И опять помирились. Тем и хороша Евстолья, что отходчива, зла не таит, не в батюшку Петра Афанасьича натурой. Быстро уснула, а Калина, запрокинув руки под голову, долго и смутно думал, как вызволить сына от рекрутчины... Билет в земской канцелярии стоит триста рублей серебром, тут уж ни убавить, ни прибавить, ни копейки не скосят. Ну, рублей сто разве наскребу в загашнике. Сколько денег бывало, а все как-то тряс не по делу, такое бы знатье, дак ни одной копейки зря на сторону не пустил. Но где подзанять, где выкрутиться? К Петре и думать не моги, не-е, век потом себе не простишь, Калина Иванович, до самой смерти... Вот зверя выкормили всей деревней. Бывало, кукушку живьем съел: с перьем-то, говорит, куда сытнее, да и возиться не надо, чистить да жарить там, а за полчаса-то, говорит, столько делов наворочу, ой-ой, сколько сена в зарод скидаю. Смеялись, глотом звали, за человека-то никто не считал, а нынче всю деревню сожрал, а порато притворяется: больней я, все-то болит. А кишки на кулак мотать у людей, тут он не больней – мотает да еще потягивает, чтобы злее было, а мужики только кряхтят да стонут, но землю лизать готовы, как куском-то поманит... Куда бы мы без вас, Петра Афанасьич, благодетель наш, совсем бы мы с голоду пропали, по миру пошли... За кусок-то хлеба, осподи, родителя готовы под монастырь подвести. Ну и хорошо, пускай едет на горбе да еще понюгает, а ты пятки-то обними, чтобы крепче сидел, не свалился, упаси Боже, живот не стряхнул, Христа пой да по-собачьи ему пятки лижи, вот сладко-то будет, уж так сладко. А глот красно говорит и сулит много: мастер он обещать, он распишет, когда в работу берет – рай обещает. Да ну его, ей-Богу, привязался, тьфу-тьфу...

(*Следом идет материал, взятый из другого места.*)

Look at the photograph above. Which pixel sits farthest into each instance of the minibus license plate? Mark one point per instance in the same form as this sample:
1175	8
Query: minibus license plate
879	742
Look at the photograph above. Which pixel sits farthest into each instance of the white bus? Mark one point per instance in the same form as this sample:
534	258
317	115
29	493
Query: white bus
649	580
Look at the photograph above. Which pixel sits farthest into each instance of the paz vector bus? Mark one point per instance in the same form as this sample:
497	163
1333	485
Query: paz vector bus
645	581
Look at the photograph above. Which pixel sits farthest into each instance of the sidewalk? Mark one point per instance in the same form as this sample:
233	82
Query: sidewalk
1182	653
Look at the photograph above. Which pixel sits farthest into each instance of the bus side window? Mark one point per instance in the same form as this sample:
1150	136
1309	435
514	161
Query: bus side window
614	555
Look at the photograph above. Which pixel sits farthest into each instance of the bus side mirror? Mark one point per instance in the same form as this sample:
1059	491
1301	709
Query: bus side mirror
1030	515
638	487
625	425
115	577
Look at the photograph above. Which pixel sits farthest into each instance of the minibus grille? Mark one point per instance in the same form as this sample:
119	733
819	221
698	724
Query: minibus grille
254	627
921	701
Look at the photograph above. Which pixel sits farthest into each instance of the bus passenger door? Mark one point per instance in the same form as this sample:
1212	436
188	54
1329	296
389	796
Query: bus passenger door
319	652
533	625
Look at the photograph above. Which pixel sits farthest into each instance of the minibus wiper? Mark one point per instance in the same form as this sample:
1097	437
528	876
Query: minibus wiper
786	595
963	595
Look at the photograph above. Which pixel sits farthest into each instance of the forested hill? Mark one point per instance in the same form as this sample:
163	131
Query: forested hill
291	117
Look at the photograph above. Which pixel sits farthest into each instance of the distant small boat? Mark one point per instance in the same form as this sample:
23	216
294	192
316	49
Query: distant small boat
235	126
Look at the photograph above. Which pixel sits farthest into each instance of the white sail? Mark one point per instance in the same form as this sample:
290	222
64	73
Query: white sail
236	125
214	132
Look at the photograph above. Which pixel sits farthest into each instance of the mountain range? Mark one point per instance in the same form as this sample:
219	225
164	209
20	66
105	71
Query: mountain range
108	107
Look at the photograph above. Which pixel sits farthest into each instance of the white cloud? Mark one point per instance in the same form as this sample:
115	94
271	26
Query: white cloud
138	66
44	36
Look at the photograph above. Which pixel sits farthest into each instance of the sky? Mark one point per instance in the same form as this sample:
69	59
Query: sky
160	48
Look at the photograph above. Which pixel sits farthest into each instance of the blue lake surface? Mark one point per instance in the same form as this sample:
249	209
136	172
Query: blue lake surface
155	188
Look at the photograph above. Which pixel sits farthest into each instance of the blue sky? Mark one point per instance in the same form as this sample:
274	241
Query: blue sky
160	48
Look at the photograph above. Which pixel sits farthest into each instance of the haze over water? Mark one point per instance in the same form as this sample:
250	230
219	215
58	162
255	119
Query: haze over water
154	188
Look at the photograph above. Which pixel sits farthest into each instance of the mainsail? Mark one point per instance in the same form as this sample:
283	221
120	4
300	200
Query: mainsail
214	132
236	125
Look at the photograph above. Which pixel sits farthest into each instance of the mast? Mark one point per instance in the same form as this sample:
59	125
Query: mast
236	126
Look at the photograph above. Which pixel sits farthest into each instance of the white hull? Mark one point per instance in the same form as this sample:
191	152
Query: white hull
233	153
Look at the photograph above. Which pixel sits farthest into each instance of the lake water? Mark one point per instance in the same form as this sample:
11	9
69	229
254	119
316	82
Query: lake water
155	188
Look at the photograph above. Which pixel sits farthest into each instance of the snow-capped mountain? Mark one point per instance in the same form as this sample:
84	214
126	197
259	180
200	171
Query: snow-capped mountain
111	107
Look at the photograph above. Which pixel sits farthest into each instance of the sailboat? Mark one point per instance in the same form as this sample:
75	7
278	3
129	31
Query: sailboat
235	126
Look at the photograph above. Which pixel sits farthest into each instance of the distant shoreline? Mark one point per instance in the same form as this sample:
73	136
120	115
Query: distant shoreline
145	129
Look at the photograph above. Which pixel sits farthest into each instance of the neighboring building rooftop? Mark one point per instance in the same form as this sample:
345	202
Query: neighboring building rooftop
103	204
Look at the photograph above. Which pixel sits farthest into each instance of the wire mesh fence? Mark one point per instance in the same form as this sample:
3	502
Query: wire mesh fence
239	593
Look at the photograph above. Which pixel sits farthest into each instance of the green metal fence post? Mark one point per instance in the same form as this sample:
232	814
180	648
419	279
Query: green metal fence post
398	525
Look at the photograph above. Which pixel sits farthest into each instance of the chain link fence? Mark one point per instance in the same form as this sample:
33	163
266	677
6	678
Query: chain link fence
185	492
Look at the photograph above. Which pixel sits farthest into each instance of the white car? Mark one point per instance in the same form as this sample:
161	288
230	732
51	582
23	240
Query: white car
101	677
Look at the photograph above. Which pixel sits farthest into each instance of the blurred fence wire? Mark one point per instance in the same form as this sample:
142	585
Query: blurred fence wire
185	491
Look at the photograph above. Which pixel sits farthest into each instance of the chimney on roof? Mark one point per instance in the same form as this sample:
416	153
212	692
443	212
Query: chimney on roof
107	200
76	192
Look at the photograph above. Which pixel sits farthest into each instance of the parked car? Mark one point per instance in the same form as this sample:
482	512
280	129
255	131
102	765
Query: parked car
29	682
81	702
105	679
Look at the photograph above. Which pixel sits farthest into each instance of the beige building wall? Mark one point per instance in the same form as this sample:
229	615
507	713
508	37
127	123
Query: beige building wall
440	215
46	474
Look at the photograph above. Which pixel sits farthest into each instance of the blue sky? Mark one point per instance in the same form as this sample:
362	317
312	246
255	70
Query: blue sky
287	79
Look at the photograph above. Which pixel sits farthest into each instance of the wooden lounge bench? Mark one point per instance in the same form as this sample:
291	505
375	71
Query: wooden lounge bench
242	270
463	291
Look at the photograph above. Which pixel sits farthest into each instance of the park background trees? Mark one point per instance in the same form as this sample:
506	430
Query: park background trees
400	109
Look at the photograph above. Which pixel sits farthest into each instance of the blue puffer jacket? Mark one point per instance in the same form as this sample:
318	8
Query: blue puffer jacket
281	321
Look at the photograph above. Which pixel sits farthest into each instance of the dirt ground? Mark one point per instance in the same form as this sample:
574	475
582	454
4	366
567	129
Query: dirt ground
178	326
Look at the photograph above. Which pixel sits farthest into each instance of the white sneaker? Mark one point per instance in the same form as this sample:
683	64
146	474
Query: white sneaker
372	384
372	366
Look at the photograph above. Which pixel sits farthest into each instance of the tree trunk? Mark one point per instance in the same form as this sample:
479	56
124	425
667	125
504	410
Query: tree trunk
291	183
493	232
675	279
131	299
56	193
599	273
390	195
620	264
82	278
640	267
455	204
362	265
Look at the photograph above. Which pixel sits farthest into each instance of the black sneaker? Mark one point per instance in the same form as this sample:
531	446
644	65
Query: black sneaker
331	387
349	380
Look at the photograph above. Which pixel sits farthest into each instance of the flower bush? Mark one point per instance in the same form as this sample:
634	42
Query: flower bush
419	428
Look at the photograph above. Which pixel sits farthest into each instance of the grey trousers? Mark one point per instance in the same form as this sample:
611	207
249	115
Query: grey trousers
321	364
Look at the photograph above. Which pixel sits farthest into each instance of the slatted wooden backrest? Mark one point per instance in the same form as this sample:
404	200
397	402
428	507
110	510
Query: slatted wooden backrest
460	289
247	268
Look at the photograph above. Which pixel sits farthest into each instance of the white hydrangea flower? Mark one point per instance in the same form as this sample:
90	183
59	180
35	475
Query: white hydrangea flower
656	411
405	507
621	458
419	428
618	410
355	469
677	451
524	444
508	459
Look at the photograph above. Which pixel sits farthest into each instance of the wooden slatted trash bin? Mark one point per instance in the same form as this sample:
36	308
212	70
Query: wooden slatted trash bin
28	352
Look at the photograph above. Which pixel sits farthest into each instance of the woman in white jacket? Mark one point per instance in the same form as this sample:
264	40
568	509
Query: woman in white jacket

Тут хлопнула дверь, пламя сальничка вздрогнуло, в туманном свете появился Донька, быстро сбросил кафтан на лавку, полез на полати, мимоходом задул на засторонке светильник.

Стало непроглядно черно, и в глазах у Калины родились цветные круги. Он еще долго маялся, толкал локтем Евстолью, когда она всхрапывала, слушал, как ворочается на полатях сын и протяжно скрипят под его тяжелым телом доски. Захотелось встать, перебраться к Доньке на полати, в теплую пыльную темь, и молча полежать рядом. И Калине уже снилось, как ощупью крадется он темной избой, спотыкается о лохань, потом окликает сына: «Доня, Донюшка, где-ко ты», – а с приступка вдруг спрыгивает тощий черный кот и трется о босые ноги, и зеленые глаза горят бесовским светом. И вдруг оказалось, что не изба это, а длинный каменистый угор, и сын стоит на самом верху, еще маленький, в длинной до пят холщовой рубахе, похожей на смертную, в которой в гроб кладут, и, раздирая пальцы, Калина будто бы ползет снизу от реки вверх до красной осыпи, а ноги оскальзывают, и руки больно кровоточат, и он срывается с откоса и летит в пустоту...

А утром, когда Донька ушел на поветь шить лодку, Калина спросил вдруг у Евстольи:

– А откуда он эстолько денег возьмет?

И жена поняла с полуслова, о чем идет речь, сразу заторопилась, глотая воздух:

– Да ты только в ножки пади, Калинушка. Гордыню смири разок хоть, за-ради сына нашего, неужли не поступишься, не склонишь голову и отдашь Донюшку в неволю, на чужую сторону. А нет, дак я сама побегу, травой шелковой лягу, вехтем паду, чтобы ноги об меня вытер...

Перейти на страницу:

Похожие книги

Рыбья кровь
Рыбья кровь

VIII век. Верховья Дона, глухая деревня в непроходимых лесах. Юный Дарник по прозвищу Рыбья Кровь больше всего на свете хочет путешествовать. В те времена такое могли себе позволить только купцы и воины.Покинув родную землянку, Дарник отправляется в большую жизнь. По пути вокруг него собирается целая ватага таких же предприимчивых, мечтающих о воинской славе парней. Закаляясь в схватках с многочисленными противниками, где доблестью, а где хитростью покоряя города и племена, она превращается в небольшое войско, а Дарник – в настоящего воеводу, не знающего поражений и мечтающего о собственном княжестве…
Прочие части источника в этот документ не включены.